Moreover, unfortunately, the Outcome Document of this Conference neglected the fundamental role that religious organizations play in promoting sustainable development. Religious institutions, such as those of the Catholic Church, play a fundamental role in educating people on the need to love and care for the poor out of love and solidarity. In addition, these institutions provide education to millions of children around the world so that they can be productive and responsible members of society and future leaders of our countries. Moreover, religious organizations also play a vital role of living in solidarity with the most vulnerable persons in society and providing a voice to the voiceless. Failure to fully engage religious institutions in order to achieve a human centred sustainable development is a failure to recognize the true nature of the human person and recognize the innate spiritual dimension of individuals and society.
In addition, it is important to understand that the poor and developing countries arrived at the Conference with a lot of expectations. They sought assistance, solidarity and expertise, especially at the social, financial and economic levels from their brothers and sisters of developed nations. However, many felt disillusioned that the Outcome Document of this Conference failed to deliver for them.  Governments need to make good on their promises; otherwise a prosperous and better future will always remain a dream for the most vulnerable persons in the world.
In conclusion, new development models created or promoted as a result of this recently concluded Conference must be respectful of the human person and promote a more just and caring international community. Moreover, such models should be guided by the principles I mentioned earlier regarding the Holy See’s position on this issue. While political debate is necessary, willingness to live and work in solidarity with our brothers and sisters around the world is needed, otherwise sustainable development will forever remain a distant and unrealized dream.
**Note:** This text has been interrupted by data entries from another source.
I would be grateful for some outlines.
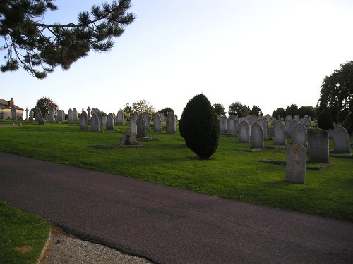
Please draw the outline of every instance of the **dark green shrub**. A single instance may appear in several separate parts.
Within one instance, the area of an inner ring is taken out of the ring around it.
[[[322,130],[328,130],[330,128],[333,129],[333,121],[327,111],[323,110],[318,115],[318,127]]]
[[[216,152],[220,122],[210,102],[203,94],[193,97],[183,110],[179,131],[188,148],[203,160]]]

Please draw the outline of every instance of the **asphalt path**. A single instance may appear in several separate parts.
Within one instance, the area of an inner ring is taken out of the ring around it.
[[[0,152],[0,200],[156,263],[353,263],[353,224]]]

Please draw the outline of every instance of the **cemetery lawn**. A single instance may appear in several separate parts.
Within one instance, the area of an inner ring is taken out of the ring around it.
[[[49,223],[0,201],[0,262],[35,263],[48,238]]]
[[[353,222],[349,158],[330,157],[333,165],[320,170],[308,167],[325,164],[307,163],[306,183],[297,184],[285,181],[285,166],[260,161],[285,161],[285,149],[244,152],[241,149],[250,149],[250,144],[225,134],[220,136],[218,149],[210,160],[201,161],[186,147],[178,130],[176,134],[167,134],[165,130],[148,131],[147,137],[158,140],[140,140],[144,147],[103,149],[89,146],[116,146],[129,126],[94,133],[80,131],[80,124],[22,123],[20,128],[1,127],[11,122],[0,123],[0,151]],[[265,142],[265,146],[272,145],[272,140]]]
The world has changed a great deal since the first Rio Conference but despite the progress, far too many children go without food, far too many families see their homes and communities destroyed by man-made and environmental catastrophes, and far too many people are depressed, disappointed and disillusioned. Now is the time for governments to recognize that sustainable development starts with the human person and his/her family. This is the way to build “a future we need.” This is the way to true progress.
This is the way to a more just and equitable world for all.